In this case study, fire modelling was carried out with FlamMap, but the proposed methodology is independent of the fire modelling software employed. In these tools, flame length is usually correlated with fireline intensity by power-law relationships that require two empirical parameters (Egorova et al. 2022). This uncertainty may be circumvented by employing simulators based on Computational Fluid Dynamics (CFD), which may be more suitable to estimate incident heat fluxes at specific points within the infrastructure analysed by increasing the spatial resolution of the analysis and considering the geometry between the flaming front and the target in more detail, as proposed by some authors for housing vulnerability (Vacca et al. 2020). This approach would also allow one to estimate flame depth and to verify the black body assumption for the flaming front, thus providing a more precise estimation of heat flux on the target.
Risk mitigation
Wildfire risk management requires information from risk analyses to evaluate strategic options affecting risk factors, so that cost-effective investments in risk mitigation can be implemented (Calkin et al. 2014) and assessed in terms of the risk remaining after their implementation, i.e. the residual risk, as defined by Thompson et al. (2016). Some mitigation measures can be suggested by inspecting the main components of risk considered in the methodology presented here. The probability of a fire reaching the infrastructure analysed depends on the historic ignition frequency, which could be reduced by educational campaigns, law enforcement or other measures of this kind. This likelihood also depends on burn probability: because a patchy landscape typically hinders wildfire propagation, BP could be lowered by treating the wildland fuels and reducing the fuel load near the infrastructure analysed (i.e. increasing the non-fuel buffer zone around it). The probability of a wildfire in the study area reaching the infrastructure analysed is of the order of 10−4 events/year, but this result cannot be considered as a full risk metric, because it does not consider the potential consequences on the substation, which include potential exposure to the wildfire and how the asset responds to this exposure (ignition in this work). In this case study, it was observed that the incident heat flux on the target analysed is sensitive to the scenario considered regarding the idealised flaming front; hence, wildland configuration in the infrastructure perimeter plays a relevant role in this calculation. Asset ignition probability, which depends on the heat flux received by the target, was between 0.07 and 0.37 for average wind, and practically 1.00 for extreme wind. These probabilities could be decreased by establishing fuel breaks, fire walls and other active and passive fire protection measures. But this probability alone is also insufficient to quantify risk because it does not consider the likelihood of a wildfire producing such thermal exposures. It is therefore necessary for these two components (wildfire likelihood and consequences) to be considered when analysing wildfire risk in a more comprehensive manner than frameworks relying only on ignition occurrence (KC et al. 2022), exposure (Haas et al. 2013), burn probability (Meier et al. 2023) or other risk components, as noted by Johnston et al. (2020).
Limitations
The essence of a risk analysis is to use existing knowledge (normally gained through experience) to estimate the safety and environmental threat of a particular hazardous event (Wilson and Crouch 1987), wildland fuel ignition in this case. But because this analysis requires projecting past data into the future, uncertainty in risk estimates depends on the assumptions made in the analysis, which also serve to indicate the limitations of the methodology. This is particularly significant when estimating ignition frequency in Chilean landscapes, because in Chile, most fires are human-related, and predicting ignition trends would thus require modelling human behaviour. However, these human-related ignitions are located near urban areas and roads in Chile, which justifies neglecting the likelihood of wildfires starting outside the study area boundaries and propagating to the infrastructure analysed. Estimating this likelihood would help improve the study area delimitation and the fire modelling process.

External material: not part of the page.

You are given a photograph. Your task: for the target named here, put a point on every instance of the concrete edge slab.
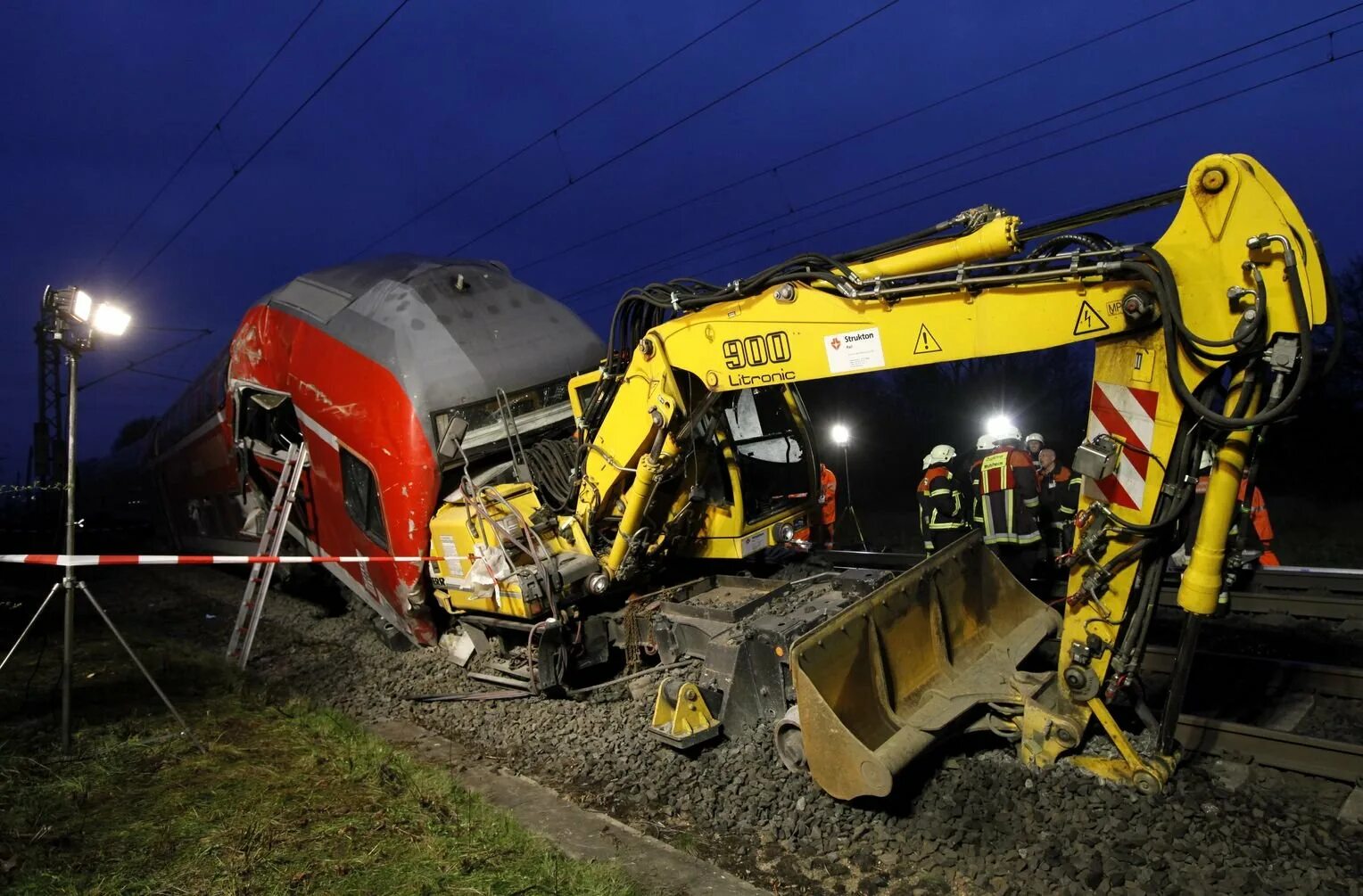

In this study, spotting is considered in fire spread modelling, but when a wildfire front arrives at the infrastructure of interest, spotting due to firebrand action becomes a crucial ignition mechanism. It should be noted that, in actual wildfires, thermal radiation and spotting work in parallel; hence, the risk they pose to a target should be addressed separately, and then summed. A vulnerability model considering firebrand attack requires experimental data on ignition probability due to firebrand landing. Some data on ignition probability in terms of incident heat flux can be found in the literature (Fang et al. 2021), but incorporating spotting into this methodology needs a more extensive database, which is as yet not compiled, considering the complex ignition characteristics of structural fuels (Manzello et al. 2020; Abo El Ezz et al. 2022). Promising results have been obtained using experimental apparatuses where variables such as heat flux and wildland fuel properties are fully controlled (Rivera et al. 2021). Ignition probability due to firebrands could thus be quantified in bench-scale configurations and incorporated into this wildfire risk methodology.
Conclusion
The risk posed by wildfires to an electrical substation in central Chile was quantified with a novel methodology developed for assessing risk at the parcel level. FlamMap was used for fire modelling, but the methodology is independent of the fire modelling tool. Two fuel distributions were assumed for the study area to estimate BP and fire behaviour with FlamMap, while two wind conditions (5 and 25 m/s) were imposed in the fire modelling to simulate average and extreme wind conditions. The historic ignition frequency along with probabilities of having burned area, temperature and wind speed larger than historic thresholds were incorporated into event trees to refine the conditional BP calculation, giving the probabilities of normal and extreme fires reaching the infrastructure analysed. The consequences of the wildfire on a proxy fuel for the electrical substation were estimated by considering the modelled fireline intensities and two idealised flaming fronts to estimate the heat flux on the substation. Asset vulnerability was modelled by linking these incident heat fluxes with ignition probability via dose–response curves determined with a probit analysis. Wildfire risk was computed as the product between wildfire likelihood and ignition probability, and the risk of normal and extreme fires was summed for each scenario and simulated landscape considered, and found to be between 10−5 and 10−4 events/year.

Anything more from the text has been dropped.